Na Hungria dá-se um fenômeno interessante: desordeiros clericais respondem aos tiros das tropas com pedradas e bengaladas, e há mortos de parte a parte, mortos e feridos. É que a fé também inspira as bengalas. Eis aí rebeldes dispostos a vencer; não se lhes há de pedir que desarmem primeiro, se quiserem ser anistiados. Desarmar de que? A bengala não é sequer um apoio, é um simples adorno de passeio; pouco mais que os suspensórios, apenas úteis. Úteis, digo, sem assumir a responsabilidade da afirmação.

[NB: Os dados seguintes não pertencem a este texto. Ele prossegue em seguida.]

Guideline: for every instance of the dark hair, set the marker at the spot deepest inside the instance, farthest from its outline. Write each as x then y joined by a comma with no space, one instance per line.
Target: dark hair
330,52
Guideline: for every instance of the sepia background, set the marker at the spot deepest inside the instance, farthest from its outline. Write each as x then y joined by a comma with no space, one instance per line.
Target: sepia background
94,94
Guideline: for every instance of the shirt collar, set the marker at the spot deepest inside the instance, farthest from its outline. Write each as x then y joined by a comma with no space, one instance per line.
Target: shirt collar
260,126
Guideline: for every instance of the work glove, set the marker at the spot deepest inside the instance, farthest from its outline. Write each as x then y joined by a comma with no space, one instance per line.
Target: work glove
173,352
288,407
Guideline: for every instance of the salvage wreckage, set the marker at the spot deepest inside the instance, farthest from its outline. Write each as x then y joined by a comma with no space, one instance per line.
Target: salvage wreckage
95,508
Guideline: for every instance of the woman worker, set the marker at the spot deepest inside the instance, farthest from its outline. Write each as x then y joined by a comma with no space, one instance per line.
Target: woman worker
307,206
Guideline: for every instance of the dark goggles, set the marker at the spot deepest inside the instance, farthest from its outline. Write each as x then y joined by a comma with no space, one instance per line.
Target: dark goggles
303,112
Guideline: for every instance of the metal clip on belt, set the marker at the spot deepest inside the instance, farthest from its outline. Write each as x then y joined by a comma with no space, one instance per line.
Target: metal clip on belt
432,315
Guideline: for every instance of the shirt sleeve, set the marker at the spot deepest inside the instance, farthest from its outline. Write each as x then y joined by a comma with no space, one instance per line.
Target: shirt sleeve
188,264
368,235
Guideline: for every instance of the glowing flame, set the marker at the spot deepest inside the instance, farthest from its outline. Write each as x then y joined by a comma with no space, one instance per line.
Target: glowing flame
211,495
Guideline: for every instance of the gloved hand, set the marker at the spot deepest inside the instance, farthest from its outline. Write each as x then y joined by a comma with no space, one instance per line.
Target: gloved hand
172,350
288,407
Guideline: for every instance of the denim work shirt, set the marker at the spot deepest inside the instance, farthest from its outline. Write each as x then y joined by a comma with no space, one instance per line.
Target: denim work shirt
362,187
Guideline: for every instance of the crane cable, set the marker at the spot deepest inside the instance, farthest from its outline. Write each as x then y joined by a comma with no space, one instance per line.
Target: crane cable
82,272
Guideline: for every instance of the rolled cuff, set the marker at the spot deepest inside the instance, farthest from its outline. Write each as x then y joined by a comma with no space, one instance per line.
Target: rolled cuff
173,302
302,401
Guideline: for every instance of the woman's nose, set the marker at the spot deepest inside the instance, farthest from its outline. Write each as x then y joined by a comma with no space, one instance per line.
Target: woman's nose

Não conheço a historia dos suspensórios, sei, quando muito, que César não usava deles, nem Cícero, nem Poncio Pilatos. Quando eu era criança, toda gente os trazia; mais tarde, não sei por que razão, elegante ou cientifica, foram proscritos. Vieram anos, e os suspensórios com eles, diz-se que para acabar com o mal dos cozes. Talvez se vão outra vez com o século, e tornem com o centenário da batalha de Waterloo.

Assim vai o mundo, meu amigo leitor; o mundo é um par de suspensórios. Comecei dizendo que ele não me parece bem, sem esquecer que tem andado pior, e, para não ir mais longe, há justamente um século. Mas a razão do meu receio é a crença que me devora de que o mal estava acabado, a paz sólida, e as próprias tempestades e moléstias não seriam mais que mitos, lendas, histórias para meter medo às crianças. Por isso digo que o mundo não vai bom, e desconfio que há algum plano divino, oculto aos olhos humanos. Talvez a terra esteja grávida. Que animal se move no útero desta imensa bolinha de barro, em que nos despedaçamos uns aos outros? Não sei; pode ser uma grande guerra social, nacional, política ou religiosa, uma deslocação de classes ou de raças, um enxame de idéias novas, uma invasão de bárbaros, uma nova moral, a queda dos suspensórios, o aparecimento dos autos.